|A Lot Like Love|
|Theatrical Movie Reviews Theatrical|
|Written by Bill Warren|
|Friday, 22 April 2005|
After an impulsive visit to the mile high club, strangers Oliver (Ashton Kutcher) and Emily (Amanda Peet) quickly go their separate ways, yet somehow remain in each other's lives for the next seven ears. Jobs comes and go, as do significant others, but the spark found between Oliver and Emily returns every now and again. The lovers are baffled on what to do about it, and almost miss their hance at happily ever after for good.
It's never the predictability of romantic comedies that bothers me, it's when the material is as flat as a pancake that really gets under my skin. "A Lot Like Love" couldn't even be considered flat. "Love" is a cinematic debacle so fluffy and forgettable, I was shocked at how infuriated I had become by the time the film ended. "Love" isn't insulting, just blindingly tedious, achingly unfunny, and negligently directed.
Director Nigel Cole, who threw two fat English softballs at audiences with his mild "Calendar Girls" and "Saving Grace," wants to build a straightforward romantic comedy with "Love." Amen to that.
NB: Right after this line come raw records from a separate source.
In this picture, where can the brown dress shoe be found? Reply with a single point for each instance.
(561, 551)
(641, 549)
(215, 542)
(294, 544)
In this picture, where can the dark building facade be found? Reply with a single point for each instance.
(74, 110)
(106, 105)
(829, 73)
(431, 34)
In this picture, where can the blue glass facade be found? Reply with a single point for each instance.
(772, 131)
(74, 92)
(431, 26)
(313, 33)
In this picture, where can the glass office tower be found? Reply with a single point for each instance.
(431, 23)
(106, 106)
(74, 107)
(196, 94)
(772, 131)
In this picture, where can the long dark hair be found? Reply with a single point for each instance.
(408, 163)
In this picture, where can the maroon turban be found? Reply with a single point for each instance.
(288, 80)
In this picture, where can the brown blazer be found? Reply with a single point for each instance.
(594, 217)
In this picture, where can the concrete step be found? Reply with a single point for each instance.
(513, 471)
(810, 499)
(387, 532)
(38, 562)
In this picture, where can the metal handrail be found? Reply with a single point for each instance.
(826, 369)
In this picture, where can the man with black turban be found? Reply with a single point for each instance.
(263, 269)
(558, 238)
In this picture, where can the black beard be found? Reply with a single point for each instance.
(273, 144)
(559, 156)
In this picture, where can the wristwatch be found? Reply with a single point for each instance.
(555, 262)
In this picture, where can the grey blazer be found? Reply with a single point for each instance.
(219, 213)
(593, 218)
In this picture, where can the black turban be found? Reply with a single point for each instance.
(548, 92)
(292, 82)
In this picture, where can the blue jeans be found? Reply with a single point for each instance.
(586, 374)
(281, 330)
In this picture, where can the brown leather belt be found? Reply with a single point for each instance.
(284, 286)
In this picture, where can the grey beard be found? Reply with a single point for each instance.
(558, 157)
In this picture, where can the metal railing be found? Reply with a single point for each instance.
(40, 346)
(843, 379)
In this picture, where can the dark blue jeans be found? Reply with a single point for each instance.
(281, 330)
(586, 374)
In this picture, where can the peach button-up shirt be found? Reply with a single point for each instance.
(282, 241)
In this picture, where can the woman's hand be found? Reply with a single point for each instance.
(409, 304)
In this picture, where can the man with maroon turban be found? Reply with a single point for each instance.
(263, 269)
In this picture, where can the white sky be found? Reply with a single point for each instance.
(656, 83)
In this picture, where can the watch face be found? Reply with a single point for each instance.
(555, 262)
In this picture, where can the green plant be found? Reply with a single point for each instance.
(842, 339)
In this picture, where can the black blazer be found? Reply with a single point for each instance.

Cole is looking to follow two characters as they intertwine over the course of seven years, leaving out subplots and assorted fat, and focusing intimately on his two lovers for the entire picture. So why does "Love" feel like it actually lasts those seven long, brutal years? Cole's quest for simplicity backfires on him, and it leaves the picture in desperate need of energy and desire. The screenplay offers no help, laboring through a sleazy meet cute sequence, bizarre stabs at comedy (which has both actors shoving random objects up their noses), unwieldy coincidences, and a dopey wedding breakup sequence that is as old as cinema itself. For 100 minutes, "Love" goes absolutely nowhere, spending copious amounts of time with two characters who barely register on the charm meter, and on a story that never ever quite begins even when it actually decides to end. "Love" is an achingly dull exercise in romantic comedy 101, when the genre has long proved itself capable of moving light years away from its formative inclinations without much fuss.
"Love" also solidifies that Aston Kutcher and Amanda Peet are not meant to be. Two likable actors, "Love" has them permanently in a spin cycle, and the very nature of the episodic story places a tight cap on whatever chemistry they might've had with each other. Kutcher, so good when unhinged, oddly mutes himself here, playing the shy suburban boy with model good looks. Peet is also stuck with an ill-fitting role that strives to play up that tough, snappish, boy-friendly charisma every casting director in Hollywood thinks she has. The movie's most critical flub is that Oliver and Emily don't register as lovers regardless of their kisses and national park lovemaking scenes. They come off more as inbred siblings, miles away from the lovestruck puppies they are attempting to play. Without effective and believable chemistry to hook on to (since, well, that's all the film has to offer), "A Lot Like Love" has nowhere to go, and it seems Cole is positively relishing his film's brain-melting inertia.